Ci sono film che hanno una grazia rara: ci fanno sentire meglio, migliori. E' una grazia che Still Life di Uberto Pasolini possiede. E' un film che si prende cura di noi, prima di tutto. Si svela pian piano, attento a non perdere mai poesia e interesse. Chi è John May? Chi è l'uomo che assiste in solitaria a tutti i funerali, in piedi, giù in fondo, mentre si compie l'estremo rituale?

Interpretato da magnifico Eddie Marsan, John è un impiegato del Comune incaricato di trovare il parente più vicino di coloro che sono morti da soli.
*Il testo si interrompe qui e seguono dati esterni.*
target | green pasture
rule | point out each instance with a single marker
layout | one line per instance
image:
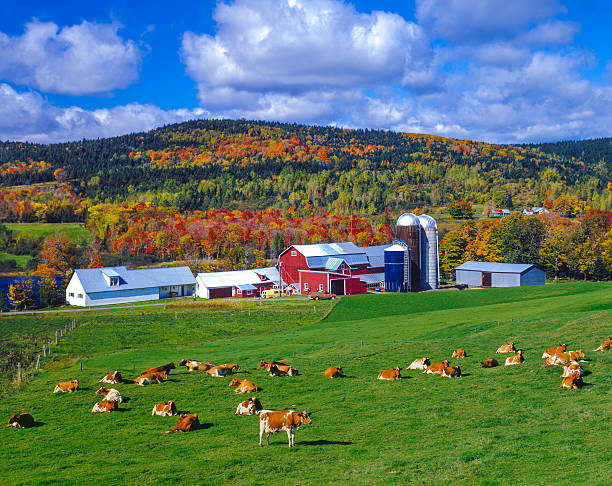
(506, 425)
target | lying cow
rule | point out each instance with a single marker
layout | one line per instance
(243, 386)
(552, 351)
(437, 367)
(192, 365)
(516, 359)
(67, 386)
(165, 409)
(186, 423)
(334, 372)
(573, 381)
(105, 406)
(489, 363)
(289, 421)
(251, 406)
(451, 372)
(419, 364)
(393, 374)
(506, 348)
(112, 378)
(110, 394)
(21, 421)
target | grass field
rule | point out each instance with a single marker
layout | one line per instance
(504, 425)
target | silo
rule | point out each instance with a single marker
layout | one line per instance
(409, 231)
(429, 253)
(397, 264)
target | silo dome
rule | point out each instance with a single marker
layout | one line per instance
(408, 219)
(427, 221)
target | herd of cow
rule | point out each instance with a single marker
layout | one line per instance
(289, 421)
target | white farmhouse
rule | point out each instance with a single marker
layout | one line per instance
(118, 285)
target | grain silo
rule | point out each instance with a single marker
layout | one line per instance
(429, 253)
(409, 231)
(397, 265)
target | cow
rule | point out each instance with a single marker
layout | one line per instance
(67, 386)
(489, 363)
(516, 359)
(419, 364)
(249, 407)
(506, 348)
(289, 421)
(151, 378)
(451, 372)
(282, 370)
(243, 386)
(393, 374)
(607, 344)
(112, 378)
(192, 365)
(165, 409)
(334, 372)
(552, 351)
(105, 406)
(573, 381)
(222, 370)
(186, 423)
(437, 367)
(21, 421)
(110, 394)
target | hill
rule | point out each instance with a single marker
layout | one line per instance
(491, 426)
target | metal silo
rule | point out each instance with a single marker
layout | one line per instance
(397, 265)
(409, 231)
(429, 253)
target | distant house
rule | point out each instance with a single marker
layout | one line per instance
(486, 274)
(118, 285)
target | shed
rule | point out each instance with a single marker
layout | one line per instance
(487, 274)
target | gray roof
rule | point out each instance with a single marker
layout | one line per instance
(495, 267)
(92, 279)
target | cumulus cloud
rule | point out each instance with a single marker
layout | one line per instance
(88, 58)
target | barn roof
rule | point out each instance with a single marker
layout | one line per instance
(495, 267)
(92, 279)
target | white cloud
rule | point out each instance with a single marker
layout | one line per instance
(88, 58)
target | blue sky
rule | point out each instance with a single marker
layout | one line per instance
(491, 70)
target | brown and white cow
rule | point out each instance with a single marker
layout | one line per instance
(489, 363)
(243, 386)
(437, 367)
(112, 378)
(192, 365)
(393, 374)
(251, 406)
(21, 421)
(289, 421)
(506, 348)
(573, 381)
(105, 406)
(67, 386)
(165, 409)
(552, 351)
(607, 344)
(110, 394)
(186, 423)
(419, 364)
(516, 359)
(451, 372)
(335, 372)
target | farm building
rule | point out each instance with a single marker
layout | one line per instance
(242, 283)
(485, 274)
(118, 285)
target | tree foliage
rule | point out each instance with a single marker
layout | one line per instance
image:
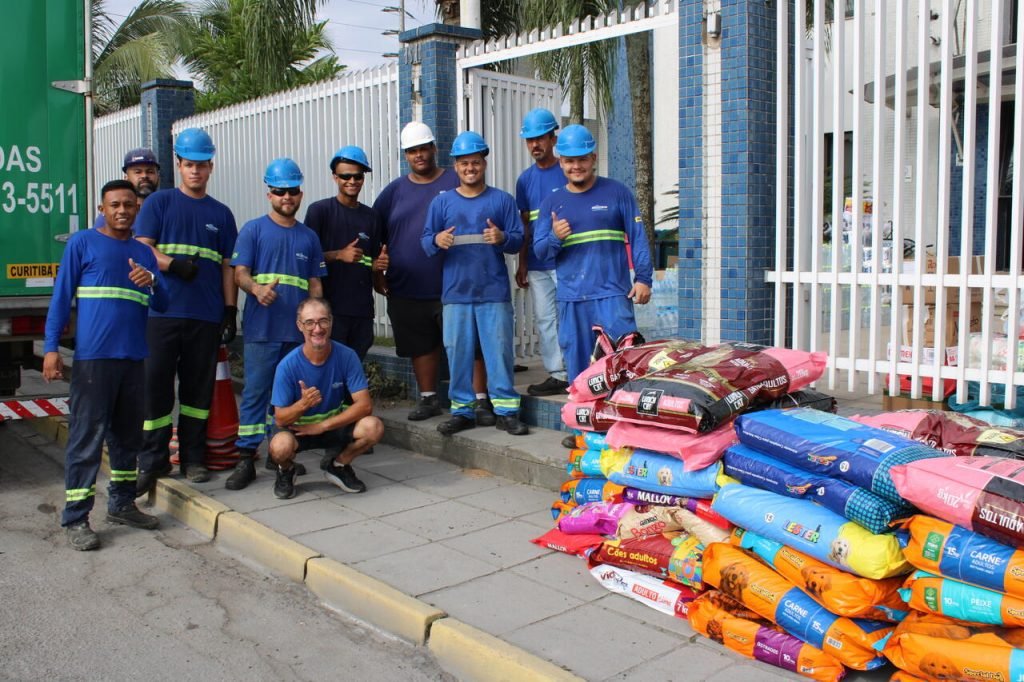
(243, 49)
(141, 48)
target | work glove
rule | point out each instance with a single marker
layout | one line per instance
(186, 268)
(229, 325)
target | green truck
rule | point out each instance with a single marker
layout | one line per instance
(45, 164)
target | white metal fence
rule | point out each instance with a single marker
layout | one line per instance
(113, 136)
(893, 108)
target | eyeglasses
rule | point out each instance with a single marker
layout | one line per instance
(308, 325)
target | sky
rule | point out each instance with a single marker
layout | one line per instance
(355, 27)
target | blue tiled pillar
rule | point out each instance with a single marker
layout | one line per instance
(749, 68)
(427, 80)
(163, 102)
(690, 168)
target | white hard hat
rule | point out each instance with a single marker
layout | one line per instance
(416, 133)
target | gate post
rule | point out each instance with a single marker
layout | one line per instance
(427, 82)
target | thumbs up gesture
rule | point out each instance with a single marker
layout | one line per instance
(493, 233)
(266, 294)
(560, 226)
(310, 396)
(445, 239)
(382, 260)
(140, 276)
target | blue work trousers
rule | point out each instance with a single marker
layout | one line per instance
(104, 406)
(261, 361)
(489, 325)
(576, 322)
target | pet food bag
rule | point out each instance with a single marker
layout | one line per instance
(762, 590)
(812, 529)
(675, 556)
(951, 431)
(670, 598)
(833, 445)
(983, 494)
(759, 470)
(594, 517)
(944, 596)
(700, 508)
(658, 473)
(697, 451)
(951, 551)
(715, 386)
(840, 592)
(712, 615)
(932, 647)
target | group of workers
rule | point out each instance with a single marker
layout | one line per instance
(157, 287)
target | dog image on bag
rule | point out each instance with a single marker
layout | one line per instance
(735, 578)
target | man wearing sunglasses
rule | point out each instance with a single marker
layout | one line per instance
(321, 401)
(186, 221)
(350, 237)
(278, 262)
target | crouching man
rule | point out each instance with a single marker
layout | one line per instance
(321, 400)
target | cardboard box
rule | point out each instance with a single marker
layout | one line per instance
(952, 267)
(950, 335)
(903, 401)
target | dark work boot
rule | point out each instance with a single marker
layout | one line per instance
(245, 472)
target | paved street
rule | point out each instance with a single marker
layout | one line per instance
(161, 605)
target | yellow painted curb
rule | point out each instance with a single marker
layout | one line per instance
(371, 600)
(188, 506)
(268, 548)
(472, 654)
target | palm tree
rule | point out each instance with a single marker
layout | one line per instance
(244, 49)
(141, 48)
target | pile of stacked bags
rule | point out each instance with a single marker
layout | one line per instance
(796, 537)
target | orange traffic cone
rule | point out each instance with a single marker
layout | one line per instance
(222, 426)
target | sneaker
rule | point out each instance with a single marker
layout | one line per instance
(456, 424)
(427, 408)
(511, 424)
(343, 476)
(147, 479)
(197, 474)
(81, 537)
(549, 386)
(300, 469)
(245, 473)
(483, 410)
(284, 486)
(130, 515)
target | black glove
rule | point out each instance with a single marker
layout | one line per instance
(229, 326)
(186, 268)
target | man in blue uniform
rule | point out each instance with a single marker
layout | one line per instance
(473, 226)
(585, 228)
(278, 262)
(321, 400)
(413, 283)
(186, 221)
(544, 177)
(115, 280)
(350, 237)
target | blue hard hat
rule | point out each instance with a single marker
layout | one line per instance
(574, 140)
(538, 122)
(283, 173)
(352, 155)
(139, 157)
(195, 144)
(469, 142)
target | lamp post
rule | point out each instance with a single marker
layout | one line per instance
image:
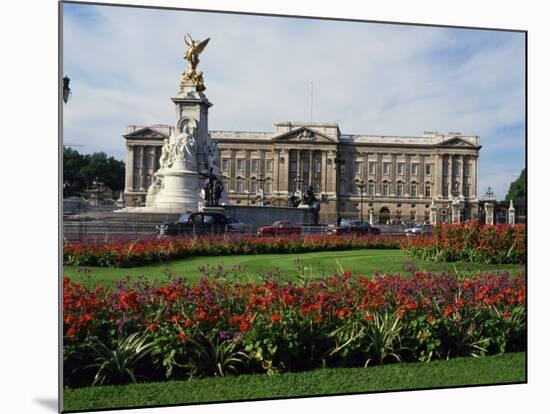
(361, 187)
(66, 89)
(297, 181)
(97, 184)
(338, 161)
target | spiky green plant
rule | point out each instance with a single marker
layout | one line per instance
(116, 366)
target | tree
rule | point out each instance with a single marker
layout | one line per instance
(518, 189)
(80, 171)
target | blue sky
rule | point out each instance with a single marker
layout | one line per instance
(125, 64)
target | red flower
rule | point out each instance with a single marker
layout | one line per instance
(153, 327)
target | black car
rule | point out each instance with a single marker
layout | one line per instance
(196, 224)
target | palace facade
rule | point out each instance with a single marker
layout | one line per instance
(387, 179)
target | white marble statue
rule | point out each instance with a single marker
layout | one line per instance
(164, 160)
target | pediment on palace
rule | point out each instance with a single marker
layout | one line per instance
(456, 142)
(304, 135)
(148, 133)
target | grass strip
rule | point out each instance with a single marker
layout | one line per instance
(498, 369)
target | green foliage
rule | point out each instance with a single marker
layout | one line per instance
(116, 366)
(518, 189)
(80, 170)
(215, 357)
(498, 369)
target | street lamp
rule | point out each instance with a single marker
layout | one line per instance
(338, 161)
(66, 89)
(297, 181)
(361, 187)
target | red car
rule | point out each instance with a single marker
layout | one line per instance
(280, 228)
(356, 227)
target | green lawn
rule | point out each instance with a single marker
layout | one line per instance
(499, 369)
(364, 262)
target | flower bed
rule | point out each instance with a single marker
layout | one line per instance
(218, 327)
(128, 254)
(470, 242)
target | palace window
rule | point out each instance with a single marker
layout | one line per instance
(239, 186)
(225, 164)
(400, 168)
(372, 168)
(254, 165)
(370, 190)
(240, 164)
(427, 190)
(399, 190)
(318, 166)
(456, 169)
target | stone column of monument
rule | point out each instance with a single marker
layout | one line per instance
(188, 158)
(455, 210)
(511, 214)
(489, 213)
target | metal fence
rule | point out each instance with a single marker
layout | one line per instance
(82, 231)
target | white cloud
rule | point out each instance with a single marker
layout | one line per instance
(371, 78)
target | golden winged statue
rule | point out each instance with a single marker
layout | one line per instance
(192, 56)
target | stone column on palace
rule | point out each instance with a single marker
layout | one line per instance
(460, 175)
(284, 169)
(407, 189)
(393, 175)
(324, 171)
(129, 182)
(379, 174)
(511, 214)
(142, 168)
(450, 176)
(438, 175)
(433, 213)
(475, 177)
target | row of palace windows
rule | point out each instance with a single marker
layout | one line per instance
(386, 168)
(241, 162)
(371, 190)
(253, 186)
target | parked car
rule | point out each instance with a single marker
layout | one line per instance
(280, 228)
(236, 225)
(419, 230)
(355, 227)
(196, 223)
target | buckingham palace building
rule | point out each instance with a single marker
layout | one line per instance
(389, 179)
Quando non vi riesce, il più delle volte, tocca a lui organizzare le esequie, prendervi parte, inventare ricordi e parole di un cordoglio. Restituire a chi non c'è più la dignità di una storia che nessun altro potrebbe più raccontare. Un senso del loro passare.

John svolge il proprio lavoro con una scrupolosità maniacale. Di più: raccoglie le loro foto in un album dei ricordi. Come fossero i suoi. Del resto John non ha nessuno, anche lui sembra morto, rispetto ai vivi mostra però più cuore e passione. Il comune lo licenzia - la sua scrupolosità è una perdita di tempo e di denaro - non prima però di aver chiuso l'ultimo caso.

Pasolini, filmaker italo-inglese, ci porta dentro l'ossessione buona di quest'uomo senza morbosità, ma con un rispetto e una sensibilità che sciolgono. Sospeso su una nuvola di leggerezza, affidato a un'efficace poetica degli oggetti (la "natura morta" del titolo), Still Life è un delicato valzer degli addii, un'opera che riporta lletteralmente la morte "in vita", rivelando i legami che misteriosamente uniscono viventi e defunti.

Con la disarmante semplicità della messa in scena, l'ineffabile malinconia del sonoro, la sensibile performance attoriale, il film penetra la materia dura e ottusa dell'esistenza con una forza e un sentimento rari. Un'opera autentica, emozionante, profondamente conciliante, che vale tutte le sue lacrime.